As fun and inspiring as the shows are, I am an introvert and need a good amount of time to recover from the outpouring of energy at each show, and that means losing 3 full weekends on show months. The worst in this respect was SPX, which was in all accounts a spectacular show--I spent a lot of time with wonderful people, a record number of my books found new readers, and the crowd was delightfully friendly--but by happenstance, the show was sandwiched between two immensely stressful weeks in my personal life, so I was too distracted to really enjoy the joys of the show. Plus, somehow the decibel-level of the expo room (which didn't seem louder than any other) damaged my ears to the point that they still haven't quite recovered. (Hush hush, children. Off to the doctor.) It was a perfect storm of exhaustion, and I felt like I needed all of October to sit in a quiet room to regain composure...and because 2013 has been non-stop, that "rest" manifested in 2 exciting but, again, totally consuming October freelance projects. I look back on the year grateful for the people I met and the audience my book has found, but regretful that I didn't give myself the time to make as much new work as I intended.
4) I really need to insulate my studio. In February I moved to a new apartment with a sun room off the front, with 3 walls of windows. It's glorious in spring and fall, but makes the surface of Venus seem cool in the summer and it's straight-up Hoth in the winter. After years of working at a dining room table or a small desk in the corner of my living room, I revel in having space to work privately, but it needs to be functional. Too many could-have-been-work days were disrupted by unlivable temperatures. No more in 2014!
5) I need to practice better self-care, and be less moved by flattery and obligation. As 2013 steamrolled along, there emerged a growing gap between who I say I am and what I actually do with my time, and that gulf has nurtured a small and manageable but mean-spirited depression. I identify as an artist, but I have felt too exhausted to put pen to paper on more nights than not. I identify as an athlete, but have been too ground down to move off the couch or feed myself nourishing food. This isn't to say I wish I had said no to any opportunities that emerged from the ether: as an early-career artist, it is humbling, encouraging and genuinely surprising to be recognized for the work I put care and thought in to, but here it is at the end of 2013 with TCAF '14 just around the corner, and I am nowhere closer to being done with Sounds and Seas II than I was in August.
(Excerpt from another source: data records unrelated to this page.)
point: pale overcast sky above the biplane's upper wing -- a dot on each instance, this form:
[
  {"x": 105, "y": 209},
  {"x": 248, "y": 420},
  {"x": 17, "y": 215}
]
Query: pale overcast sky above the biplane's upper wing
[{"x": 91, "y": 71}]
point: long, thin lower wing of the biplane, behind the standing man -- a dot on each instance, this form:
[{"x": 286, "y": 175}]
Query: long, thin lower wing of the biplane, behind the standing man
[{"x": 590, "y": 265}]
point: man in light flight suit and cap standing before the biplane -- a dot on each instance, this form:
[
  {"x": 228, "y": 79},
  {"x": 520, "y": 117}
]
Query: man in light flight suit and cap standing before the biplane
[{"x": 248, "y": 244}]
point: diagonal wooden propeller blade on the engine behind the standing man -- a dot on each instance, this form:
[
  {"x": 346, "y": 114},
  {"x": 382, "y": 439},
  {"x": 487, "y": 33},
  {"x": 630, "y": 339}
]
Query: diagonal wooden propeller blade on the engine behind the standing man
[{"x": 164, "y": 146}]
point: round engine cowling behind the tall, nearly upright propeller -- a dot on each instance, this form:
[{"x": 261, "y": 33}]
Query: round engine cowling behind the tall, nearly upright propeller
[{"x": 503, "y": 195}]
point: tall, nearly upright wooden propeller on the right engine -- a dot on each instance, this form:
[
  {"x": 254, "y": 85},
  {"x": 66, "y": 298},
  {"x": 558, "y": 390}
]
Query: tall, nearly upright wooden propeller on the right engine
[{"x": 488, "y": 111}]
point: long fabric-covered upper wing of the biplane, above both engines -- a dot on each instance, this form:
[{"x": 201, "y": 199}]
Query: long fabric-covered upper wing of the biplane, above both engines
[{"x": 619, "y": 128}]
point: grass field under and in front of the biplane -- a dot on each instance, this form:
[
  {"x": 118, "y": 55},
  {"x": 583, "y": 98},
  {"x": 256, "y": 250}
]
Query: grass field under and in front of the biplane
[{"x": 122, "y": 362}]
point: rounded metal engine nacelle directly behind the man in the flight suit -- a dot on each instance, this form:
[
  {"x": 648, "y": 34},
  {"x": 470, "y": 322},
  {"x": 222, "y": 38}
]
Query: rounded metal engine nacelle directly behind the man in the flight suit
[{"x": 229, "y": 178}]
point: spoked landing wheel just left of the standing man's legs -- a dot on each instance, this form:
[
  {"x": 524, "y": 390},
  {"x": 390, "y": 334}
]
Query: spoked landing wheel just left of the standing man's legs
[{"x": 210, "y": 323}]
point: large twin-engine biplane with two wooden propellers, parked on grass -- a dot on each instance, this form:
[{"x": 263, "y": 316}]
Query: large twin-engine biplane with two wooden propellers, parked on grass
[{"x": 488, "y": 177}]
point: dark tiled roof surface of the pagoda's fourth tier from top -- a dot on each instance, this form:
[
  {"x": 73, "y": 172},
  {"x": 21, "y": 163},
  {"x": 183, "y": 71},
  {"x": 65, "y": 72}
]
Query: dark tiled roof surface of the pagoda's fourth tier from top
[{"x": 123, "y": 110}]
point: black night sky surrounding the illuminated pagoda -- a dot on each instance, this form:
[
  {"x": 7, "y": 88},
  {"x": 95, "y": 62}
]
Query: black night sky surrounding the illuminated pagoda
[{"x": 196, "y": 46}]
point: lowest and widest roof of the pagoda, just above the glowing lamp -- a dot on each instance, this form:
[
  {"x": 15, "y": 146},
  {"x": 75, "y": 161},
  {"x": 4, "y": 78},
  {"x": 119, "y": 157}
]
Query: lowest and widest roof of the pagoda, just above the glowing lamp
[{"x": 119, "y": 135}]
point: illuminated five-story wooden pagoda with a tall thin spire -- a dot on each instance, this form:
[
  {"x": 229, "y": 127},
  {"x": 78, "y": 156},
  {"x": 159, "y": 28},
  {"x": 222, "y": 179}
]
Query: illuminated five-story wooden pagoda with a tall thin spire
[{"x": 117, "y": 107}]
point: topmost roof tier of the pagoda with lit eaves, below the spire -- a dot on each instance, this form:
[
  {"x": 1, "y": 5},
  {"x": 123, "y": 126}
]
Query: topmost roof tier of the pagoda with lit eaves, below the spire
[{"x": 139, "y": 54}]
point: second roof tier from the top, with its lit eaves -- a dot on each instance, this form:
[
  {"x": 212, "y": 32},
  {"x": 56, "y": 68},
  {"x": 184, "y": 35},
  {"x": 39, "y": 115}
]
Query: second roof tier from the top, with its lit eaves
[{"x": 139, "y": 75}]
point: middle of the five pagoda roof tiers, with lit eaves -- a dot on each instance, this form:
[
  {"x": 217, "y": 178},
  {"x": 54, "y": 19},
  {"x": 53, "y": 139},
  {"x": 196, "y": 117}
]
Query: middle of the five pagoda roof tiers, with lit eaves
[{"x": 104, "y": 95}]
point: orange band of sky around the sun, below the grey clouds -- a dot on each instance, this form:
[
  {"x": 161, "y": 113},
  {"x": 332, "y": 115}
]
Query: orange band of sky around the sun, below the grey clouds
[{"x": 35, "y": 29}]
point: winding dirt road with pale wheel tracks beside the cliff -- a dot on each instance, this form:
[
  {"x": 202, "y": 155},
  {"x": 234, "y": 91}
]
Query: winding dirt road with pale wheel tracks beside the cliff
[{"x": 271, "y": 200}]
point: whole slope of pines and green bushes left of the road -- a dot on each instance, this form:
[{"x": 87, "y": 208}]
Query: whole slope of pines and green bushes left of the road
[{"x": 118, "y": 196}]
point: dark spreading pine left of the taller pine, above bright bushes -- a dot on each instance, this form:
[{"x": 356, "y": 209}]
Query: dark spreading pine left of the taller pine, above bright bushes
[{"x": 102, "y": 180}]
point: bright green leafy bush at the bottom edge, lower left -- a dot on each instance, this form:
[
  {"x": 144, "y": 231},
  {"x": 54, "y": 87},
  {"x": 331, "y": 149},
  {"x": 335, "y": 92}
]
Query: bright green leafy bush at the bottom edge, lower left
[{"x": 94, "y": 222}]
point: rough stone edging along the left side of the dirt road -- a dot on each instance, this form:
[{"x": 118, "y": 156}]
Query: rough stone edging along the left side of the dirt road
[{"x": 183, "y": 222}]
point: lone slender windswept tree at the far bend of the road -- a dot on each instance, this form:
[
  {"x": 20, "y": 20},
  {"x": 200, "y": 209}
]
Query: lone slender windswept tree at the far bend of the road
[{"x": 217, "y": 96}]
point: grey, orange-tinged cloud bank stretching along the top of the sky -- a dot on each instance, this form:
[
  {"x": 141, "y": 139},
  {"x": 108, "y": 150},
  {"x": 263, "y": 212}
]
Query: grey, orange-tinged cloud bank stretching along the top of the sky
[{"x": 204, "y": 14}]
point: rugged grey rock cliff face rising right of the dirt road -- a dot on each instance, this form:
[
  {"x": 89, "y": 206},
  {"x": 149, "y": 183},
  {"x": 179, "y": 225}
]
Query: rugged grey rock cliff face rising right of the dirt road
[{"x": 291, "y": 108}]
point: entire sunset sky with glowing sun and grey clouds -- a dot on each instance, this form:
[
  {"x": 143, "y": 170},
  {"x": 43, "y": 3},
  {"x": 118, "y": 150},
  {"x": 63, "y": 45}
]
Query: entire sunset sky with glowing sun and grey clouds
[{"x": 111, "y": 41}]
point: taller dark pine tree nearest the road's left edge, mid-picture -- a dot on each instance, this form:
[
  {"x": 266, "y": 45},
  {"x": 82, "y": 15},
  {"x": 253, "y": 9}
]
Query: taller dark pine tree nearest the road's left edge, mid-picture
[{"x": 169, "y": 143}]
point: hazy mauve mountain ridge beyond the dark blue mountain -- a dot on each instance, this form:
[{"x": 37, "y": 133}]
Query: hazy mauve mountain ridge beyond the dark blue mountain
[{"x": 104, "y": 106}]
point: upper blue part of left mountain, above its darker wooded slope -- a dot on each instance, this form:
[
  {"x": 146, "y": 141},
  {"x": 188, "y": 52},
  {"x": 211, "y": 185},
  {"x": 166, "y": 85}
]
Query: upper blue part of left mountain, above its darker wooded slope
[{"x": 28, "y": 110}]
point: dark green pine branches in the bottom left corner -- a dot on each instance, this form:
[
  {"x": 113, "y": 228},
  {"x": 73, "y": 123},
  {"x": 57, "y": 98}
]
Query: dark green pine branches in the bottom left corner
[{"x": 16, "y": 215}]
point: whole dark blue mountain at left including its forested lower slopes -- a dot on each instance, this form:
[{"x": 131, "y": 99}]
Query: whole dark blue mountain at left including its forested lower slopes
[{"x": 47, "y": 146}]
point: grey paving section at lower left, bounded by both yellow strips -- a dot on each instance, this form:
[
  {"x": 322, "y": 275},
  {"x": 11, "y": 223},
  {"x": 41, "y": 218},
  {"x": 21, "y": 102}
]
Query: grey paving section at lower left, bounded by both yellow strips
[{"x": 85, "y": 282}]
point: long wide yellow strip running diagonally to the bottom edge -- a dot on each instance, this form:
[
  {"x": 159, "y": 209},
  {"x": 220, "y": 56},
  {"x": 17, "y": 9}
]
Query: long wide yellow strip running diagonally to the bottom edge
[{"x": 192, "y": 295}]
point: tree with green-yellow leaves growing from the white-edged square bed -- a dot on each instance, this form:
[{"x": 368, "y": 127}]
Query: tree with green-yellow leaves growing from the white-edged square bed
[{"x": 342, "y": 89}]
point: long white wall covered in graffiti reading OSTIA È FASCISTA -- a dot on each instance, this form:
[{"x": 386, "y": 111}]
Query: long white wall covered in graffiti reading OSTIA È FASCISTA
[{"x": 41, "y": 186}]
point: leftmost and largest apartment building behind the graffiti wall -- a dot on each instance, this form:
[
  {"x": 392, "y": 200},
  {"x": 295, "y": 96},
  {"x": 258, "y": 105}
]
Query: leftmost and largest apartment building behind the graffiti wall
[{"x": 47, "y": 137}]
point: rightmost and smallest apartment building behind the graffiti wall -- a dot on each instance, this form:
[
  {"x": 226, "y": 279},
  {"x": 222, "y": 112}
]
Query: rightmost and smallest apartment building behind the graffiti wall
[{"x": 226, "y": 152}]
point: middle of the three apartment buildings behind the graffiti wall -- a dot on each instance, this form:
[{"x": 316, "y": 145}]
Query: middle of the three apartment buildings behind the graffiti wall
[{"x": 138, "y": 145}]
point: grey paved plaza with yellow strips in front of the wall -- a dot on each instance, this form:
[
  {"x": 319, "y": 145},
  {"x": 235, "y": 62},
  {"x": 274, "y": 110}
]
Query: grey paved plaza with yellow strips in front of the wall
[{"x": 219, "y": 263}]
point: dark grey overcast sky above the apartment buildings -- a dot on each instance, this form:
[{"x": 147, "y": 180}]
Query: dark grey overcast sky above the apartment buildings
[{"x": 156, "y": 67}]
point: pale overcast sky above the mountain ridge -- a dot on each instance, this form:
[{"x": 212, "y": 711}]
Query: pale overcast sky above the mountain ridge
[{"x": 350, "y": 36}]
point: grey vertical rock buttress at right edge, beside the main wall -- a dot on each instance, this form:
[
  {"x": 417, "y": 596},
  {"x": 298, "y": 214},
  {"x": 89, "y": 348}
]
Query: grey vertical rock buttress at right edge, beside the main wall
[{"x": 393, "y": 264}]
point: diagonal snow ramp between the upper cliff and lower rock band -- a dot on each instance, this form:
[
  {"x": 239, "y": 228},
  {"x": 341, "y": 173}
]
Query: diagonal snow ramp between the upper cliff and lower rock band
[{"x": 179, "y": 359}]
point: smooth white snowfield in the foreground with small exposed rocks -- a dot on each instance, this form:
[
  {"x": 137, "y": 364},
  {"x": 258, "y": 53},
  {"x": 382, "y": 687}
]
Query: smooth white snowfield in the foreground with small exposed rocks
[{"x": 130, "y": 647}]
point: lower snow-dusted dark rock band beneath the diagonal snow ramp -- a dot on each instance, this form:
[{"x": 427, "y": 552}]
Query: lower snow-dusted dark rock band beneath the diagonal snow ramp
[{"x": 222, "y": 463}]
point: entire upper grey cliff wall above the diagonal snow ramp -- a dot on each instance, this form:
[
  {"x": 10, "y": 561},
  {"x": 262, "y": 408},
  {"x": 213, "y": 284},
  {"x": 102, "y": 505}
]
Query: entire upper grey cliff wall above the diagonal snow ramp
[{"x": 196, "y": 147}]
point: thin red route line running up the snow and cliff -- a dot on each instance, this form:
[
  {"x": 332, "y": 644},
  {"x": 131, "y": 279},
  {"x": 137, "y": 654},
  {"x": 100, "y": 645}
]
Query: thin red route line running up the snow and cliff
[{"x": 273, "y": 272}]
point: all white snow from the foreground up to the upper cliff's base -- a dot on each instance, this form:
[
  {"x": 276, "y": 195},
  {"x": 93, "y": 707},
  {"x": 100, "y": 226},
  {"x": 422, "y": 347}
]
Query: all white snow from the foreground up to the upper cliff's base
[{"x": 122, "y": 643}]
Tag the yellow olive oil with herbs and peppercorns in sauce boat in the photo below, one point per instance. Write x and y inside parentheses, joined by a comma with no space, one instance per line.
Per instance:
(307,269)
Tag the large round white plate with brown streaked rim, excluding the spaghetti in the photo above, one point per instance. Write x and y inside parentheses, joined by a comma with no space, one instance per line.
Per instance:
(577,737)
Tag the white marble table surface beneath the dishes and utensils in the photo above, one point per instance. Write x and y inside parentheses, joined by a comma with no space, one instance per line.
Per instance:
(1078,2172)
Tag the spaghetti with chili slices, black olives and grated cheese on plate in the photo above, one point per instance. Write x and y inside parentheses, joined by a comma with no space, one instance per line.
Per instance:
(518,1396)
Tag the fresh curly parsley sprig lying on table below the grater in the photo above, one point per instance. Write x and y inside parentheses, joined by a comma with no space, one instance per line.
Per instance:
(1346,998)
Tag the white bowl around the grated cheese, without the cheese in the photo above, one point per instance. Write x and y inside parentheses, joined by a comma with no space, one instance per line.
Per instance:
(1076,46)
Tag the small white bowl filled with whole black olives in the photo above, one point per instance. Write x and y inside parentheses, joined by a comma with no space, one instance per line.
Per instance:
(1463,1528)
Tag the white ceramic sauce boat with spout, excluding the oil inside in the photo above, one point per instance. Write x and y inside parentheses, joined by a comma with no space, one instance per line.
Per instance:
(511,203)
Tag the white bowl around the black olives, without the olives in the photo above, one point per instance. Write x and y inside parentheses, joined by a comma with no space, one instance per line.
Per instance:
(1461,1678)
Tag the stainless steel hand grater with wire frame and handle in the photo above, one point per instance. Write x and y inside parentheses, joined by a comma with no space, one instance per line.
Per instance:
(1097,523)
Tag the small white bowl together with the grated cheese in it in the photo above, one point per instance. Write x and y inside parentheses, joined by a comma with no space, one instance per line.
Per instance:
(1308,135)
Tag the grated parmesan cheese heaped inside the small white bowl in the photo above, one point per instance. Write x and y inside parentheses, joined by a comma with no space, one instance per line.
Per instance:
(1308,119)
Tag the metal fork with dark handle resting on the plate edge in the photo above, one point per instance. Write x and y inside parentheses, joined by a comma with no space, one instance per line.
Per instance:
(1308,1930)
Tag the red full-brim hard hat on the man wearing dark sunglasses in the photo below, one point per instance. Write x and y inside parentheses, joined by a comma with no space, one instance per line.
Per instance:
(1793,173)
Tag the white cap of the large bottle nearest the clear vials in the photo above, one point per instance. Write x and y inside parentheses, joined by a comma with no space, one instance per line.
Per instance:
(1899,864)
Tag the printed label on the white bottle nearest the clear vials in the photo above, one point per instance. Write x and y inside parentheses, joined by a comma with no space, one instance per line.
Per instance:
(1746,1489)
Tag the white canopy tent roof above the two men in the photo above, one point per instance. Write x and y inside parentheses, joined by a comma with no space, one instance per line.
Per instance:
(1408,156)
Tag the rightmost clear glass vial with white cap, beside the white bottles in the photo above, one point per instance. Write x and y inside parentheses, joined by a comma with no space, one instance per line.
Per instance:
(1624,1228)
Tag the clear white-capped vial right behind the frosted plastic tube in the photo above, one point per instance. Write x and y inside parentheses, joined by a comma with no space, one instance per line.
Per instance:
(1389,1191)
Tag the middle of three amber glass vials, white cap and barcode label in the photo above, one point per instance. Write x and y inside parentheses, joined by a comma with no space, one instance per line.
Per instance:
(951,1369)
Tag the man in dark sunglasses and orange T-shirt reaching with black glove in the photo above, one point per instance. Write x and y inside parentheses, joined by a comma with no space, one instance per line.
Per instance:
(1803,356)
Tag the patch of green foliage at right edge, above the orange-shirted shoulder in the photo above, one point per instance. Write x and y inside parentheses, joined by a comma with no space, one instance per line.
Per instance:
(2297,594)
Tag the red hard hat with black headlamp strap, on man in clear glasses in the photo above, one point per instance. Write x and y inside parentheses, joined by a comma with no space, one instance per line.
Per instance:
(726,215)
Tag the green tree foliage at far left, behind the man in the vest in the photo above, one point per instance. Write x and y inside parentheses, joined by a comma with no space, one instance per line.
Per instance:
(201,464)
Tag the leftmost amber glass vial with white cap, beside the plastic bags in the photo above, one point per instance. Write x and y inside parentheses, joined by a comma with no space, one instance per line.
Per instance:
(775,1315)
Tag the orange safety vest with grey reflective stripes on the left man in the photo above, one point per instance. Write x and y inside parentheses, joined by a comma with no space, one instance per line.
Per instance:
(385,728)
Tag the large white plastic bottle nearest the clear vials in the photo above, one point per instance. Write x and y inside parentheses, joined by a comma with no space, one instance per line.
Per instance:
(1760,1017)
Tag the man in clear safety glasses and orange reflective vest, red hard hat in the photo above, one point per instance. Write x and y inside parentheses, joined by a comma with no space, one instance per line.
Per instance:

This is a long game, and I need to pace myself better; I get distracted by the glitter and attention that comes with little projects, things that I can quickly share for which I get immediate gratification for sharing and pleasant pats on the back, but immediately afterward I wish I had spent the time on a bigger, more meaningful project. Time to finally take that to heart and focus on the long game in 2014.